The adjuster’s motivation for trying to achieve a settlement at the low end of the range might be driven by a lack of understanding of the insured’s injuries or rehabilitation requirements and/or the coverages afforded under the insurance policy in place. Regardless of the reason, it is unfair.

The adjuster should have consulted with a manager or supervisor to find the most positive outcome possible – even if the financial limits of a settlement are exhausted, there is knowledge and expertise that can be applied to help maximize how those benefits are utilized.

Clearly, the adjuster’s colleague is familiar with the company’s claims-handling philosophy and guidelines, and does not see them being followed. The colleague should speak up immediately and address the situation with the supervisor so that the claim can be reviewed and the adjuster’s behaviour corrected.

There are also some privacy issues to address with the initial adjuster conducting a meeting in an area that could be overheard by colleagues.

A supervisor or a manager needs to be aware of these issues so they can be corrected promptly. If the secondary adjuster is not comfortable speaking up, most companies have options for reporting unethical behaviour anonymously and confidentially.


Adjusters work in fast-paced environments and are regularly required to juggle multiple tasks. However, as one of the first points of customer contact, adjusters must maintain a professional demeanour by listening, showing empathy and ensuring clients feel at ease.

While these attributes are not necessarily ethical codes of conduct in the insurance industry, they do display customer service that is required to create lasting relationships with clients.

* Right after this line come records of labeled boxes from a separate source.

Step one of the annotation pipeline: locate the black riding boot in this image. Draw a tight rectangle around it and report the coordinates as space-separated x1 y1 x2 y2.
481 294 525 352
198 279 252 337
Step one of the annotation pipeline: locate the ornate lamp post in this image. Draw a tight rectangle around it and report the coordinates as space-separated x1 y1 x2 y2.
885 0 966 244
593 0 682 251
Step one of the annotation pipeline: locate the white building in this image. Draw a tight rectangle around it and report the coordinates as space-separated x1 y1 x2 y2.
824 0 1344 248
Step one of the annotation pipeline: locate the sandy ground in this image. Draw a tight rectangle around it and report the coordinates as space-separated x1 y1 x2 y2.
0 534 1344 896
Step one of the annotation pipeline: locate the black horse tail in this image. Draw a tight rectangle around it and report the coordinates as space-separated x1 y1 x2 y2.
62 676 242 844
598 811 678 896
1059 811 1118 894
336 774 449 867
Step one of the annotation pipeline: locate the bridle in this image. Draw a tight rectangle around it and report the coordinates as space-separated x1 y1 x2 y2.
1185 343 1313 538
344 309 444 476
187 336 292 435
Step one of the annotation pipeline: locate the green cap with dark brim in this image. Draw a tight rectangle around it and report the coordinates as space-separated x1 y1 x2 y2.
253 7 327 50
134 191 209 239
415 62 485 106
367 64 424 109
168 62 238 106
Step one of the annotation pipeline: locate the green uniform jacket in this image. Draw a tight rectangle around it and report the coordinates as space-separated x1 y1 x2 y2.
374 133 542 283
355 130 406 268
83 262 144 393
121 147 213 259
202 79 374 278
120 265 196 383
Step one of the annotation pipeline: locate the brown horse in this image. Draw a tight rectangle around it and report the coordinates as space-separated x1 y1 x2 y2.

That being said, there are a few unethical actions occurring. The primary adjuster working with the client had an ethical obligation to bring this situation to the attention of the supervisor or manager – the client has the right to a second opinion.

The second unethical action was with the adjuster overhearing the conversation; it is unethical for an employee to overhear an unethical situation and not take further action. The second adjuster could have spoken to his co-worker or he could have openly or anonymously reported the situation to the employer.

Had either adjuster taken this situation to a higher level of management, the claimant may have left with more peace of mind regarding her case, and both adjusters may have received further customer service and new legislation training for better customer relations going forward.

The CIP Society represents more than 17,000 graduates of the Insurance Institute of Canada’s Fellow Chartered Insurance Professional (FCIP) and Chartered Insurance Professional (CIP) Programs. The CIP Society, through articles such as this, is working to bring ethical issues to the forefront and provide learning opportunities that enhance the professional ethics of all insurance professionals.